Organize Your Way To A Better You With A Bullet Journal

Not better, just different!

Image of someone’s very neatly-organized bullet journal via Flickr user María Garrido

For a long time, at the beginning of every new year, I would spend an hour or more at a Staples near my old job, touching day planners and debating whether or not I should even spend money on something that I would use for three months and then shove in the back of a drawer. I have always been a planner, a worrier, a frett-er, someone who relishes the thought of a well-laid plan, checking off the steps in my head as I walk down the street or put rice in the rice cooker. I like order. I like to know what’s ahead. A day planner is the easiest way to manage that anxiety; by corralling the jumbled bits and pieces of your brain onto a page specifically meant for that information, the knots unwind.

For years, I relied on a Moleskine planner that spanned 18 months, starting in July — the time I usually decided I needed to Get My Life In Order — and ending in December of the following year. It felt renegade, in a way, because I was flouting convention. I’ll start my planner in the middle of the summer, like a true rebel, I thought to myself. I’ll show them.

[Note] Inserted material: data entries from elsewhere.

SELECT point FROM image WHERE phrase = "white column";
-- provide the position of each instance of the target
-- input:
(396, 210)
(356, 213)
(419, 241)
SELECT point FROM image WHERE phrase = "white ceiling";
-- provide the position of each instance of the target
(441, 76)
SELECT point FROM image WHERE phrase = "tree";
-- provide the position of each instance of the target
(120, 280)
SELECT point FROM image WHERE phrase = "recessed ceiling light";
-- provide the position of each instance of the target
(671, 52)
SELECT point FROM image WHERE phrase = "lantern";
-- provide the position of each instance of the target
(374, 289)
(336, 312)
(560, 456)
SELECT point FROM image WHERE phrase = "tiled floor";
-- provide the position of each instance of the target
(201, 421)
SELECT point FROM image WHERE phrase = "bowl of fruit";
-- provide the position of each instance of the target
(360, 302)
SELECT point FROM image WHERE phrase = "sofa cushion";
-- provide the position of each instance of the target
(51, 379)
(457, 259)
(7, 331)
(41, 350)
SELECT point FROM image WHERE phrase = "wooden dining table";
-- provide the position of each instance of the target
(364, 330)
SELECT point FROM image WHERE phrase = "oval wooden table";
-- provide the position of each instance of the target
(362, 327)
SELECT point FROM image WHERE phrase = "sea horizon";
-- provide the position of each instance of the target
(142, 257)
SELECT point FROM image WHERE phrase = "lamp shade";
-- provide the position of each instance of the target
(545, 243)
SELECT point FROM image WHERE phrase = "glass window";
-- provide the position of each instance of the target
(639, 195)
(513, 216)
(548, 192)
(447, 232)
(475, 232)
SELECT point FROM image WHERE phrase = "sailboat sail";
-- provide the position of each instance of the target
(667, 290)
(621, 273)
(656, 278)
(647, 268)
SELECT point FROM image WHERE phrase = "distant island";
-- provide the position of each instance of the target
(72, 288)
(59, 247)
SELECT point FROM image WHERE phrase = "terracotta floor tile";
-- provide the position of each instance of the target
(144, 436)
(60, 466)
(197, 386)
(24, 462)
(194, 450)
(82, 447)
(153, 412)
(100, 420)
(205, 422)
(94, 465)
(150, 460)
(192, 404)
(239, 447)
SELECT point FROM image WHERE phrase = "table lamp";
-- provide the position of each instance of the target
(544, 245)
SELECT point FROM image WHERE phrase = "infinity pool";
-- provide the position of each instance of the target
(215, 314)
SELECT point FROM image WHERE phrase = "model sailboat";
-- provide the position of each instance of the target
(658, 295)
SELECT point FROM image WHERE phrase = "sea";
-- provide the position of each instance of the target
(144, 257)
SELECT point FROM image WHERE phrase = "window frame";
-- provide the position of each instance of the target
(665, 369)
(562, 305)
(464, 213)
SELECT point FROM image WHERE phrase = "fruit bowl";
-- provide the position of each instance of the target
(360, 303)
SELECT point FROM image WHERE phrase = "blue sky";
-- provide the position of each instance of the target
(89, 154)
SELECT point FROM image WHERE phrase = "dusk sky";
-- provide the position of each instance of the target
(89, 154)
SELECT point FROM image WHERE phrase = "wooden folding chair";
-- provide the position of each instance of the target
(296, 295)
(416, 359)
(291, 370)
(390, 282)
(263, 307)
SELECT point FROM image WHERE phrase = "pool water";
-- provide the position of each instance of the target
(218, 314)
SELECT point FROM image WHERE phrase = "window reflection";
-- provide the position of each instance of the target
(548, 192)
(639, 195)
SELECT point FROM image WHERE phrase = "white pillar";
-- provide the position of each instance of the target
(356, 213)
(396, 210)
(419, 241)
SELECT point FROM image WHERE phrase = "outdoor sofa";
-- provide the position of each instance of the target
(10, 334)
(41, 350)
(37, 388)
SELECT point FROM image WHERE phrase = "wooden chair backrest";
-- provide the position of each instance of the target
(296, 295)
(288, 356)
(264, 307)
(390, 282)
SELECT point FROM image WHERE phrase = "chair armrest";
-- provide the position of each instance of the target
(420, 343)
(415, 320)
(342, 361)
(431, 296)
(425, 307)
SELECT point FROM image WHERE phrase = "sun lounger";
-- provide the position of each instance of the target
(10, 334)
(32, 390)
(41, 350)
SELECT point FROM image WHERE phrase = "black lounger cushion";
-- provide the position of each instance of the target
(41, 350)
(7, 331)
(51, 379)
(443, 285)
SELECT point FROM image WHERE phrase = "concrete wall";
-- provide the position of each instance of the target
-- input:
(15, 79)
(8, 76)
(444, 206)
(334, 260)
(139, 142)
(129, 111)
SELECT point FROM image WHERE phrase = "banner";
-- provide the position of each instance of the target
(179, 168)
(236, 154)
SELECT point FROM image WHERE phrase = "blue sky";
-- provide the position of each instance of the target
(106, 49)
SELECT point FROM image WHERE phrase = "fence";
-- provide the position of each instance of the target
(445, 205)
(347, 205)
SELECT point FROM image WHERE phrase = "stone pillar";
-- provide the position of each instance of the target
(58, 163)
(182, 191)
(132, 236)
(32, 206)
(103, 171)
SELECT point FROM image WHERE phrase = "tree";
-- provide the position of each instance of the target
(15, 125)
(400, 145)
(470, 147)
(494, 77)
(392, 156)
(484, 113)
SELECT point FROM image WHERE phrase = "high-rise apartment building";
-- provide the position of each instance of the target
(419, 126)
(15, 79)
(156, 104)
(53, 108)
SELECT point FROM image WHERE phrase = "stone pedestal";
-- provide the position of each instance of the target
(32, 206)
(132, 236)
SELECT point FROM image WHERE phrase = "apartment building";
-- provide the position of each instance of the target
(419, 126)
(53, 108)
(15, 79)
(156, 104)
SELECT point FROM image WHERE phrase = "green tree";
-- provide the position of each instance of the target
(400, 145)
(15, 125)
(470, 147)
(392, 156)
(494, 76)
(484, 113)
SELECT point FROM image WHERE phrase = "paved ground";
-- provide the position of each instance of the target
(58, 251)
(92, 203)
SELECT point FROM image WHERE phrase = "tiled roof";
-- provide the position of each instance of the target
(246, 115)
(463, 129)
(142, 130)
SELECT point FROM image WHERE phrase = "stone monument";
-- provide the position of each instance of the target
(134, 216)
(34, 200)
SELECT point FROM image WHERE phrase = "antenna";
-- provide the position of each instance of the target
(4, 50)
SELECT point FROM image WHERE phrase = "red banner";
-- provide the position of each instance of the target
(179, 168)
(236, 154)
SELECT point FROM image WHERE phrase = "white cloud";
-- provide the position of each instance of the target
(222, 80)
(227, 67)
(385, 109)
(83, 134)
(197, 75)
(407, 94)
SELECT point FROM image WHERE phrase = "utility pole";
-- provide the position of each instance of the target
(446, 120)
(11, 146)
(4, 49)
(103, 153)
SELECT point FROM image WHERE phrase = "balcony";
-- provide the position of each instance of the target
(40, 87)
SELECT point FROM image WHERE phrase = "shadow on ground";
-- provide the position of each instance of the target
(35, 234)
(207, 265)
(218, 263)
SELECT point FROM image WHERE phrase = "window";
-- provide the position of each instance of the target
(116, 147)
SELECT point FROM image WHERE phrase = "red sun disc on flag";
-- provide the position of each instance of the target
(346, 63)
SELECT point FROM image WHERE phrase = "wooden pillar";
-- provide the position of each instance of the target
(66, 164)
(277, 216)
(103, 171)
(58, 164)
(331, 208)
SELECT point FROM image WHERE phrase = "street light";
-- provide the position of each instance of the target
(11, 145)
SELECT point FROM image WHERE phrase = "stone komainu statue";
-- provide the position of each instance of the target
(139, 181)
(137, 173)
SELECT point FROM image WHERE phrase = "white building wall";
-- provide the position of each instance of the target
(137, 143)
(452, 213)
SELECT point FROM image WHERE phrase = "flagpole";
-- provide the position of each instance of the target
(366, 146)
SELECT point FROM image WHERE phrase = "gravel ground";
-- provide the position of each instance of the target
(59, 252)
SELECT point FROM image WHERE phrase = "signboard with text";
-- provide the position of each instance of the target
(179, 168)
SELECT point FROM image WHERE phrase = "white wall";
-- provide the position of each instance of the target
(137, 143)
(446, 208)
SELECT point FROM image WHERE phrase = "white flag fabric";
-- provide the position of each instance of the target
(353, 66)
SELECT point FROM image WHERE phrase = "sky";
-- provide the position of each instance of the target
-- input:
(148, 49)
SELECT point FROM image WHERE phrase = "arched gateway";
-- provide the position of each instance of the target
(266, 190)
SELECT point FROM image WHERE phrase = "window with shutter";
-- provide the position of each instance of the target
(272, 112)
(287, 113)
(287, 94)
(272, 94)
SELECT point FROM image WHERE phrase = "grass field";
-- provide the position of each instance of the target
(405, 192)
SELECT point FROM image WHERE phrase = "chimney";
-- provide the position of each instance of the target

This year, like every year, I had a Moleskine planner that I used faithfully until one day, I stopped. What no one tells you about a planner is that if there are days or even weeks that go by without a single note, event or triple-underlined reminder to pay your credit card bill, you feel badly because the implication is that if there’s nothing written down, there’s nothing going on in your life at all. In a fit of pique one Saturday and inspired by this BuzzFeed post about bullet journals, I bought a notebook at the overpriced bookstore down the street, sat at my desk, and got my life together, one page at a time.

A bullet journal is a system that feels complicated to start, but is actually very easy. It’s just a to-do list, trumped up with symbols and various other systems, all meant to ease the friction of remembering what it is that you have to do and what it is you should be doing.

The actual organization bit of it is less of the draw; as I already have a running list of what’s going on in my life in my head at all times, I don’t really need another system to keep it in place. The act of maintaining this is nothing more than another self-soothing method, a neat way of cataloguing my anxieties, my desires and the shit I actually have to do, all in one place.